どいつもこいつも簡単に空を飛べる事にはなるべく意識を向けないようにしよう。
追手の数は全部で4人。
先程よりも少ないが、4人全員がそこそこ強い。
特に1番初めに着地したローブを被っていない、30代くらいの屈強な男は姫花と同等程度の強さかもしれない。

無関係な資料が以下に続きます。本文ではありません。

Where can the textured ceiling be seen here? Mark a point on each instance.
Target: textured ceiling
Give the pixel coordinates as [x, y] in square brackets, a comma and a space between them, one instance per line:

だが、魔力量は圧倒的に姫花の方が上なので、負けることはないだろう。
だがこう言う奴らは基本的に連携が上手く、格上相手にも善戦をする事が出来るのだ。
あくまで予測だが。
追手の1人が屈強な男に話し掛ける。
「玄武様、此処が最後に連絡が途切れた場所です」
なるほどね、あの屈強な男は玄武と言うのか。
恐らく『魔神教』の中でも相当な立場の者だな。
それ程姫花を捕らえるのに本気と言うわけか。
「ふむ……見た感じ何も痕跡が無いな。今まで『災厄の魔女』に殺された者達もこうだったのか?」
玄武が辺りを注意深く観察しながら部下に訊く。
「いえ、今までは死体は処理されておらず、そもそも殆どが殺されず、体の一部を失ってそこら辺に転がされています」
「……なら『災厄の魔女』とは別の人間がやったと言う事か……」
チッ……下手に死体を処理したのがまずかったか……暗殺者として死体処理は当たり前だったからつい体が動いてたな。
だがまだ誰がやったのか分かっていないのなら僥倖。
俺は一般人とされているので狙われる心配もなく、姫花を狙う、又は守る者が居ると分かれば無闇に手出しは出来ないはずだ。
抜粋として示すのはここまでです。